Hi. I just made a grooming table with a ramp for my girl. My Table Works arm came in today so I was anxious to get here up there and try it out. Without the arm she didn't have a huge problem with going up onto the table. Well I put the arm on and she was scared of it. I finally lured her up with high value treats and she was shaking really bad (noose not on). After a few minutes I let her go off of it. A little later we tried again. This time she went up, still a bit scared but I kept petting her and she calmed down a lot. The third time I got her up there and she didn't shake at all. Still a little scared but I was able to get the noose on. She didn't like it and kept trying to sit and back away. She was kinda choking her self. 
I have no idea if I'm going about this the right way.
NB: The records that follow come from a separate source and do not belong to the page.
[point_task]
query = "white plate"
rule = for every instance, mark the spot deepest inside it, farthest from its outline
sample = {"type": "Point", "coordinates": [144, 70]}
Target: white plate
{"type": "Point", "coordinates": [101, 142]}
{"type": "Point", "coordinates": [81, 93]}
I don't want to traumatize her and have her scared of being groomed...or have her get hurt. I could use all the advise you can give. Should the arm be high enough so that she has to stand tall and not slouch with her head in the noose? Can I do anything differently here?
Thank You so much.


----------



## kwhit (Apr 7, 2008)

I know a groomer that's been grooming since she was 7 years old, (her mom owned a grooming shop), and what she's always done with a nervous dog, (with the owner's permission), is smear a tiny bit of peanut butter on the arm and let the dog lick it off while she starts to groom. A little on the side of the tub at the beginning of a bath works, too. : 

She groomed in a shop I managed and it always worked for her and the dogs.


----------



## JayBen (Aug 30, 2012)

It did the trick. Its funny how a little PB can make a scary thing a good thing...lol...Thank you


----------